Why Ghost?
• publicBack in the day I used WordPress quite a bit. It had many appealing qualities - it was easy to host, very extendable and had a huge community of users. So huge that even in 2020, WordPress runs over 33% of all websites. I used WordPress for all kinds of projects that needed a CMS: brochure sites, online stores, landing pages.
But even though WordPress was ostensibly a blogging platform, by 2013 it no longer excelled as one. The WordPress team had continued to add features, and with the extensibility of plugins and themes, WordPress became a much more general-purpose API for managing content on the web.

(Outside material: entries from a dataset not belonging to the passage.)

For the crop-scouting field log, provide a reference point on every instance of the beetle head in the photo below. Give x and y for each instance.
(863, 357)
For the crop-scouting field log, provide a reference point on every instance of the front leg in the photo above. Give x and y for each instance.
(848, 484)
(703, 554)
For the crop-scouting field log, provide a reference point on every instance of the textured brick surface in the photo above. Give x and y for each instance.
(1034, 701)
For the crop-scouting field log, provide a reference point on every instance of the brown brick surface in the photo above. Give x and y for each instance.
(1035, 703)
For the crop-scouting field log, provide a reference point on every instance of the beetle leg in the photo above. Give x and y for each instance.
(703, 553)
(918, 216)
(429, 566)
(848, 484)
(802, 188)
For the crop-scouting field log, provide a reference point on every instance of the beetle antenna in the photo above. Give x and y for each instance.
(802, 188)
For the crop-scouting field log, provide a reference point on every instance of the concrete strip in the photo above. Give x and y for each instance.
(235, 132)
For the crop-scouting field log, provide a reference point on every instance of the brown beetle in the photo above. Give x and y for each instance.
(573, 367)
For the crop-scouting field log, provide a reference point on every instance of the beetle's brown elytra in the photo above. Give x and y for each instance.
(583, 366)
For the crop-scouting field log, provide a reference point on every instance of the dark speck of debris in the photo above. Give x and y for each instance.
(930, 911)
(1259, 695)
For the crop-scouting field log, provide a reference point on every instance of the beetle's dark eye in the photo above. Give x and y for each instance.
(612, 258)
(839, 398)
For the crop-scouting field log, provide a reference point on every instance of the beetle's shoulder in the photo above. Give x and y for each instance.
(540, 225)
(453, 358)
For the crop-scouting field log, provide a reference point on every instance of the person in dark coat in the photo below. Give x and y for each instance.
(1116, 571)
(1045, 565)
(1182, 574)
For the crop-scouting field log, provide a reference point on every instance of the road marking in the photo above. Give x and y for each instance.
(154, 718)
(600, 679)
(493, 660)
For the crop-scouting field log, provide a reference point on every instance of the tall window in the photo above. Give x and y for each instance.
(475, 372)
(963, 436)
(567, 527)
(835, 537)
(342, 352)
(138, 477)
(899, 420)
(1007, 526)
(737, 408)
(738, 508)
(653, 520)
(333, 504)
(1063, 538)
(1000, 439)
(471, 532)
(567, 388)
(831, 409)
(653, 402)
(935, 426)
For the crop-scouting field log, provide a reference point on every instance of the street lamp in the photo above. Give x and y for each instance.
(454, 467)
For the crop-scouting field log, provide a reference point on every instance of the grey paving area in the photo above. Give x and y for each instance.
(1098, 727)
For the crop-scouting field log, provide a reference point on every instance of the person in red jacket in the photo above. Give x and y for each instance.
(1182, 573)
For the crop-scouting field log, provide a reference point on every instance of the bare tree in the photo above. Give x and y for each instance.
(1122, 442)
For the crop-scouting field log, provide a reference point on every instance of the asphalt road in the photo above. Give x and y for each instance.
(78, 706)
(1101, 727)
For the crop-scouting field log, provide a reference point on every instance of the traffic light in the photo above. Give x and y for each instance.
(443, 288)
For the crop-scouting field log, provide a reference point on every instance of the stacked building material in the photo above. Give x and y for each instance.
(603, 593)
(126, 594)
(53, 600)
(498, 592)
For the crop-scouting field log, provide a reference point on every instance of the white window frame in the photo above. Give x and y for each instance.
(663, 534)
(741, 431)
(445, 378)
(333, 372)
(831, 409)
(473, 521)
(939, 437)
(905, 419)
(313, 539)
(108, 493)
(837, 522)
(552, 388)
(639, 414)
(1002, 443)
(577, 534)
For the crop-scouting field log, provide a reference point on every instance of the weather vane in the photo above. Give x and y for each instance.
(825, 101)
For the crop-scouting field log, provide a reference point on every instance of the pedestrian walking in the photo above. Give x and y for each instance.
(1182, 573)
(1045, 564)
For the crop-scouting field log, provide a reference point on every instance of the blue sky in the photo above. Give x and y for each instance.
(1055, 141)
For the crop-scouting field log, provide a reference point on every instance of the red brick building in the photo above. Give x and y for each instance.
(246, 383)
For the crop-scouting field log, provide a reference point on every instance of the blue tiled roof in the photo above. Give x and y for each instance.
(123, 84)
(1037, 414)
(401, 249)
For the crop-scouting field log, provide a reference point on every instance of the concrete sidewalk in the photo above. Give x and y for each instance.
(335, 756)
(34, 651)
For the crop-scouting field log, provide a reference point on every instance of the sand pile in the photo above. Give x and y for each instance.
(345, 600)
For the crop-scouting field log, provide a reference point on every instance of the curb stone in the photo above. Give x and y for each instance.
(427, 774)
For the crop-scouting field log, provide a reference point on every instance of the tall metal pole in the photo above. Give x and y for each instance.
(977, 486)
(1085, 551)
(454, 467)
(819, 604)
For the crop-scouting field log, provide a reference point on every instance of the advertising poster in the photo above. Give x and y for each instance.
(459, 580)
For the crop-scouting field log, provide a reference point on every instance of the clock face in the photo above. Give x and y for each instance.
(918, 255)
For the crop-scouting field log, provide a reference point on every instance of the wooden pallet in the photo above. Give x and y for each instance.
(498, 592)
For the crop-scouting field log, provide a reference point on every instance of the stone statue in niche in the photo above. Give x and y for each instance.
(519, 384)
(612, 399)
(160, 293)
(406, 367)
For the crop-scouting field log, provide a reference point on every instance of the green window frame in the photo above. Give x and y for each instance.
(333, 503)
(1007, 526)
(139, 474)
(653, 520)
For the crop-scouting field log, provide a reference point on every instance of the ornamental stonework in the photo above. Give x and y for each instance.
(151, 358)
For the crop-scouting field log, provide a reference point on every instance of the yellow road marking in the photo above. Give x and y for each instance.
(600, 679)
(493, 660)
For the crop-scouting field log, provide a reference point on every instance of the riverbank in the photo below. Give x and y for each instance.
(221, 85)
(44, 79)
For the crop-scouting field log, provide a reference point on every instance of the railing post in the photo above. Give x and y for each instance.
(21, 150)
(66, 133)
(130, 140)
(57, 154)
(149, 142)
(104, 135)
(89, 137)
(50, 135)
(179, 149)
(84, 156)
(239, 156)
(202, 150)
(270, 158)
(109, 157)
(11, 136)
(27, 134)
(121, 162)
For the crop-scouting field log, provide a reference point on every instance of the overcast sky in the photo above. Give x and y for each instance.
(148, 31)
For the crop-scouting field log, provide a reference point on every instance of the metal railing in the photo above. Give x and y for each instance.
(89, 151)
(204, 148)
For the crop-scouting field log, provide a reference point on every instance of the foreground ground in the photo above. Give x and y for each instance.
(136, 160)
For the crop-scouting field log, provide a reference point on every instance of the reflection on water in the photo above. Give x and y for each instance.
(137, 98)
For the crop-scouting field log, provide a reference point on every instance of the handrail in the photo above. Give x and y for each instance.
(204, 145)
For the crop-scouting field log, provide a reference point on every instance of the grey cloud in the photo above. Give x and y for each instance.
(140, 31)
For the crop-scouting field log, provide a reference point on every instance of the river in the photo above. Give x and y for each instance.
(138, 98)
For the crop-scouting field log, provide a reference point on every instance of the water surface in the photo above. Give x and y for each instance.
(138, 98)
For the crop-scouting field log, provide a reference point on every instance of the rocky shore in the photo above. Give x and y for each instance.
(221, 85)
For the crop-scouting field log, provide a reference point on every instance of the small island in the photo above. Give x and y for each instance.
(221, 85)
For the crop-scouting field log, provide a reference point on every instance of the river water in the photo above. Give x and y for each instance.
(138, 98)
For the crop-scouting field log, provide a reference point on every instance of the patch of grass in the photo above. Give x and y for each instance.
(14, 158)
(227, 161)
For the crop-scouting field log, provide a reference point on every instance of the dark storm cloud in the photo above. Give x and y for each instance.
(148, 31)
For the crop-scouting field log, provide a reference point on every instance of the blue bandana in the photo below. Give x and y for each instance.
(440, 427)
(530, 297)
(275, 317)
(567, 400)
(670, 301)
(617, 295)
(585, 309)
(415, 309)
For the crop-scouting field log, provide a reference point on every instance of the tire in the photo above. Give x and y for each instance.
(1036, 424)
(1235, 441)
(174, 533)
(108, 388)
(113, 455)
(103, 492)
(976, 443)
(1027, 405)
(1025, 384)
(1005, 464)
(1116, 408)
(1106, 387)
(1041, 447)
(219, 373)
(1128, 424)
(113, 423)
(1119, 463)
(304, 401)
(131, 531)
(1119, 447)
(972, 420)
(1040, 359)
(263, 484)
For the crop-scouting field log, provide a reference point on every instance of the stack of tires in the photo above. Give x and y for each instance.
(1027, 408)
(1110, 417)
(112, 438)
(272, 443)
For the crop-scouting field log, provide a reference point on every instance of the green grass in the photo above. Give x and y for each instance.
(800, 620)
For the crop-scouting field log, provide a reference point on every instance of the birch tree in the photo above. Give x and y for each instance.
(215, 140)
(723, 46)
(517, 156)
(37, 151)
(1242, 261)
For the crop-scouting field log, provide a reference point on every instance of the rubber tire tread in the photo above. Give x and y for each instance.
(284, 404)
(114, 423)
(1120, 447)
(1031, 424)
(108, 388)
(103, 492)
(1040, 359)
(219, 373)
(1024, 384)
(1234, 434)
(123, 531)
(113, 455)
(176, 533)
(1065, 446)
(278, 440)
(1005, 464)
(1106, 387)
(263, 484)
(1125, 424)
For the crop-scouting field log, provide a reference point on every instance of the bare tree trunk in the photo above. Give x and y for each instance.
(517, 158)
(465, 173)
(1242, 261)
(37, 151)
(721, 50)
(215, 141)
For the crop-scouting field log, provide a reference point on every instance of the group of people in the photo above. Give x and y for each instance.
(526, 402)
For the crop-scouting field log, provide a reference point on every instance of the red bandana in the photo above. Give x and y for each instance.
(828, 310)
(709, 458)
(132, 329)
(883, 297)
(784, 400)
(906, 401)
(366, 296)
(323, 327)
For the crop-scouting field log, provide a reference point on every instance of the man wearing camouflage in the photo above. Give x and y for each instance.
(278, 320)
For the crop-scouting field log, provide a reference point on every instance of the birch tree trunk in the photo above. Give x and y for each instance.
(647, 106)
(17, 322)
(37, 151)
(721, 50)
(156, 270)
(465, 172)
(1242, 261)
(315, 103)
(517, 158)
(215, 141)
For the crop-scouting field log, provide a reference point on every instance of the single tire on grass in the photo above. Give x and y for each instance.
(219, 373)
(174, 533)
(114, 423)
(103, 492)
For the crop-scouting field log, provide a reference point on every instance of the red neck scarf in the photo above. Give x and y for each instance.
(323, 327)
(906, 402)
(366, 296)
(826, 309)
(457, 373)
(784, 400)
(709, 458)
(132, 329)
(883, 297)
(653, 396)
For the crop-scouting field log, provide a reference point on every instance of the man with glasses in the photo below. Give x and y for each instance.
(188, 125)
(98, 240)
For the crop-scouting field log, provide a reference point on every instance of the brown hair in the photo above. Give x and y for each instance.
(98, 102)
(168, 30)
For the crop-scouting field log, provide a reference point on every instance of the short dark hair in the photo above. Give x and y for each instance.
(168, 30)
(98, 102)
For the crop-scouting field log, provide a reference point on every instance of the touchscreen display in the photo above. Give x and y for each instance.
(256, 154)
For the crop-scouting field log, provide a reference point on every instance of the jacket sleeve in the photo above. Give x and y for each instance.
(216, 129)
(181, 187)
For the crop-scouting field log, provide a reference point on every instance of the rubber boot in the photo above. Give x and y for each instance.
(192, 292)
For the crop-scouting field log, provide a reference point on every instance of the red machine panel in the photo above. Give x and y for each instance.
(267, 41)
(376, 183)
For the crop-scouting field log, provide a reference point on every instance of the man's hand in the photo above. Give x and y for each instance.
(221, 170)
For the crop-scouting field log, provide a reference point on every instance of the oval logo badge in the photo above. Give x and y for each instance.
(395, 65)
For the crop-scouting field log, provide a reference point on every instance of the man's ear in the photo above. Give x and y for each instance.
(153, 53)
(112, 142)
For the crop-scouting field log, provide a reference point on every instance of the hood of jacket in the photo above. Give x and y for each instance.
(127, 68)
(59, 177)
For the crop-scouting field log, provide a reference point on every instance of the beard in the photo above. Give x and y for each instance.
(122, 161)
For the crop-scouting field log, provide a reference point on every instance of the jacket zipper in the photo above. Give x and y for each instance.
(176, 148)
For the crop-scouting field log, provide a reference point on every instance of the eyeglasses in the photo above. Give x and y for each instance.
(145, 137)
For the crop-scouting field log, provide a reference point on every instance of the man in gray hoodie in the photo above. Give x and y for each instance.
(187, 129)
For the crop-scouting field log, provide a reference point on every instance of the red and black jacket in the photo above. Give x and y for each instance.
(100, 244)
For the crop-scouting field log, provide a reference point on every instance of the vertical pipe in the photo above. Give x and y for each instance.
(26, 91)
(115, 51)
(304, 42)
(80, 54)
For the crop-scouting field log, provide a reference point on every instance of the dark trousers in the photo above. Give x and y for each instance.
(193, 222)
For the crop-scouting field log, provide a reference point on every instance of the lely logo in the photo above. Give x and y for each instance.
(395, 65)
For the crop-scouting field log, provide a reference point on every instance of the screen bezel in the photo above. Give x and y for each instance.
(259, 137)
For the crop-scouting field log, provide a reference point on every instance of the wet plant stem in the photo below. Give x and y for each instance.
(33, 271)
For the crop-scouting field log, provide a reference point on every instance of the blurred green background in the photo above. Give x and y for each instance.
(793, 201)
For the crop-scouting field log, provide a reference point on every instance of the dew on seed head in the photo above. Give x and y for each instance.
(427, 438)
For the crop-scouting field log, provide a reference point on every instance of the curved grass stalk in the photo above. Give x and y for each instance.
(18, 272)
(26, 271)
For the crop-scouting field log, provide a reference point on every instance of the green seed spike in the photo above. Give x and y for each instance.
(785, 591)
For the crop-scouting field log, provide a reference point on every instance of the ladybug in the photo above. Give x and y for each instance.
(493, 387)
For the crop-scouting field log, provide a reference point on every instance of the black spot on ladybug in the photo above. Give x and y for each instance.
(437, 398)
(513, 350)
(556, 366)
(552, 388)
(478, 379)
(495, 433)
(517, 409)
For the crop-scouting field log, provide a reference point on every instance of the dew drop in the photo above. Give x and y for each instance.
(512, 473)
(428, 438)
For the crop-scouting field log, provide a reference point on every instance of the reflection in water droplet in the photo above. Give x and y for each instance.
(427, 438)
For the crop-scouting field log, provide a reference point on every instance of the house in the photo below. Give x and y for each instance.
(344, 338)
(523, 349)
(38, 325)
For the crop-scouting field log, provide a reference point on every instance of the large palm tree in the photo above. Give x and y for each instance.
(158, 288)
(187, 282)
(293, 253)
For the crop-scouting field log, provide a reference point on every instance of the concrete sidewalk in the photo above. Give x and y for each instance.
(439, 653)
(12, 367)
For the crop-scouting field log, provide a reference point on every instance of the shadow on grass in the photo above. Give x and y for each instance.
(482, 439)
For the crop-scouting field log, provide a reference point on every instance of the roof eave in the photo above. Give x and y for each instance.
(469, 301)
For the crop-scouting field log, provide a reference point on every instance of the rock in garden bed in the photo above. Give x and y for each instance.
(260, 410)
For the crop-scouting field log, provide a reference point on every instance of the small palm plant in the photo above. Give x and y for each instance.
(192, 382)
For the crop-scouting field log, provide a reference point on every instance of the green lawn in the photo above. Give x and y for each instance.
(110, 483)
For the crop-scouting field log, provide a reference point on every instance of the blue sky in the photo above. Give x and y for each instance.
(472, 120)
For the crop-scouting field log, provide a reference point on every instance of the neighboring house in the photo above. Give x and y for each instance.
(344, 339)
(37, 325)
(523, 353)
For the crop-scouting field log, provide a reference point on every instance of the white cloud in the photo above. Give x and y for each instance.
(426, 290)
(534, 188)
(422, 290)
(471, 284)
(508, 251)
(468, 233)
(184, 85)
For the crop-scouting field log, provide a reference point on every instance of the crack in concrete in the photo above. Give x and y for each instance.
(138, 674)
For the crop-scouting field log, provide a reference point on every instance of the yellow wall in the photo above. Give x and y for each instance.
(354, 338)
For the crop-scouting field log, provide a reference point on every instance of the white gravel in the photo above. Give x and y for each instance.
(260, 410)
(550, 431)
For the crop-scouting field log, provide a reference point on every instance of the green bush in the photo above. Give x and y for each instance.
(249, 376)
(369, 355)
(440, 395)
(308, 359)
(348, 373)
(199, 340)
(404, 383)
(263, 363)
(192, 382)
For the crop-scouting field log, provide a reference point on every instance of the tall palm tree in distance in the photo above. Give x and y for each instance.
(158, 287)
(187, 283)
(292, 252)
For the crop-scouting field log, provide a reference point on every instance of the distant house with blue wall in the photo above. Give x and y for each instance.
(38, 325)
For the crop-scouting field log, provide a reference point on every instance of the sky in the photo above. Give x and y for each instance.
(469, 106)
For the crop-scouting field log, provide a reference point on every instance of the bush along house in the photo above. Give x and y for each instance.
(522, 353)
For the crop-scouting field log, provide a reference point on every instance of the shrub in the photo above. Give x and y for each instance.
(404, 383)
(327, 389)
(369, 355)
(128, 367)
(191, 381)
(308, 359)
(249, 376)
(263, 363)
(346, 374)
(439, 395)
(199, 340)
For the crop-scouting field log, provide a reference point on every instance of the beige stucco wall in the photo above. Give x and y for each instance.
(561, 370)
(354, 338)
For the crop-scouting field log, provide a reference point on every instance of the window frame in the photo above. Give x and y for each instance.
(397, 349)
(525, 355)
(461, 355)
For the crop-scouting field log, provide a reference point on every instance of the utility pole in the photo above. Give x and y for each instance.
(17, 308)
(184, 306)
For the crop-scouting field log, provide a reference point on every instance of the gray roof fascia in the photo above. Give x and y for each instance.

I don't think there's anything intrinsically wrong with this, but it left an opportunity for a CMS narrowly focussed on the writing experience. And there was demand for such a CMS. Ghost ran a successful Kickstarter campaign, and has been growing in popularity ever since.Ghost has a clean writing interface that uses blocks to arrange content, (similar to Notion's, though admittedly not with as many block types), and makes for a very intuitive all-round UI. I've made Ghost sites for non-techie people and they've been able to get going straight away. That's not to say Ghost is lacking features, rather they're focussed on allowing you to write, grow your audience, and more recently, monetise that audience. There are SEO tools, email newsletters and paid memberships built in, for instance.So it's safe to say I'm a fan of Ghost. I don't dislike WordPress, but for writing projects, Ghost is my no1. choice. It can be self-hosted, or you can use Ghost's official managed hosting.